Midterm elections are fairly predictable for presidents in their sixth year in office. Their party nearly always gets trounced by the opposition.
So it’s not terribly surprising that Republicans beat Democrats badly last night. What is shocking is the way and where they did it.
For starters, who would dream that Mitch McConnell, not the most beloved politician even in his home state, would win with double digits? To say it wasn’t even close is an understatement. His overwhelming victory set the stage for the rest of the evening. While Scott Brown fell short in New Hampshire, he still came close to unseating Jeanne Shaheen. The fact that we’re still talking about the Virginia Senate race this morning speaks volumes about the extent of the overall Republican victory. Imagine what might have happened in Virginia if Republicans actually put money into that race.
That’s not all.
Republicans increased their House majority more than predicted. In fact, in the next Congress they’ll hold their largest majority versus the Democrats since 1948. Yes, 1948. Harry Truman was president, folks. That is indeed historic.
In governors races, Republicans won the close contests. In Wisconsin, Scott Walker won a second term in his third election (another record). Charlie Baker will be the next governor of Massachusetts of all places which will make the daily flood of requests for fundraising dollars and help for his campaign into my Inbox that I received over the past several months now seem worthwhile and not needlessly a bit annoying. Greg Abbott rolled right over Wendy Davis (which I don’t feel is an inappropriate way to describe the victory–she famously brought up the wheelchair–it’s fitting that her campaign went down in flames). And the ultimate slap down for Democrats last night? They lost the governor’s race in Maryland. Not only is that state a bastion of progressive Democrat politics, but it was regarded as so safe that Obama was even invited to campaign there.

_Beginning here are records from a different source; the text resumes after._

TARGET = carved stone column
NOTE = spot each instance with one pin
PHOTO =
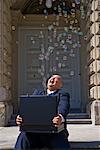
(93, 51)
(5, 62)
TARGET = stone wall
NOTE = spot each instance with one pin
(93, 60)
(5, 62)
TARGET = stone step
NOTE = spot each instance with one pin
(79, 121)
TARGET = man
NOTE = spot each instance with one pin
(54, 141)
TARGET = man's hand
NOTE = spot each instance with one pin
(19, 120)
(57, 120)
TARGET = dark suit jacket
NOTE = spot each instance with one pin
(63, 98)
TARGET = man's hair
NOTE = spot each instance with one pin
(50, 77)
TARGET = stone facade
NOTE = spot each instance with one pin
(93, 60)
(5, 62)
(8, 52)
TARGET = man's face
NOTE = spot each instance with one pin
(54, 83)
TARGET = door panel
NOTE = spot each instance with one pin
(43, 53)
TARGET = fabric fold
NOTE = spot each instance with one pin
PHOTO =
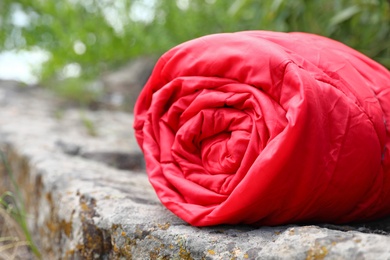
(267, 128)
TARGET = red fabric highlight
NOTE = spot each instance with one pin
(267, 128)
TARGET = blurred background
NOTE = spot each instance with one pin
(70, 45)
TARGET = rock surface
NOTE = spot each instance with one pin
(124, 85)
(82, 178)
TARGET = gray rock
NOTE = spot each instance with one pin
(80, 206)
(124, 85)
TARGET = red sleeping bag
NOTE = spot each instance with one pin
(267, 128)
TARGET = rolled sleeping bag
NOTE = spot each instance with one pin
(267, 128)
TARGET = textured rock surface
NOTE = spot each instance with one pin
(82, 178)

Last night was historic in other ways. Joni Ernst, who is indeed attractive but looks nothing like Taylor Swift, is the first woman elected statewide in Iowa. In South Carolina, Senator Tim Scott is the first African American elected to the United States Senate to represent a southern state since Reconstruction. Finally, Sam Brownback managed to hold onto the governor’s chair in Kansas and truly give his conservative experiment in that state a chance to succeed.
Achieving such an overwhelming victory is indeed sweet, but now comes the heavy lifting. Republicans need to turn last night’s victories into a strong platform the party standard bearer for president can run on in 2016.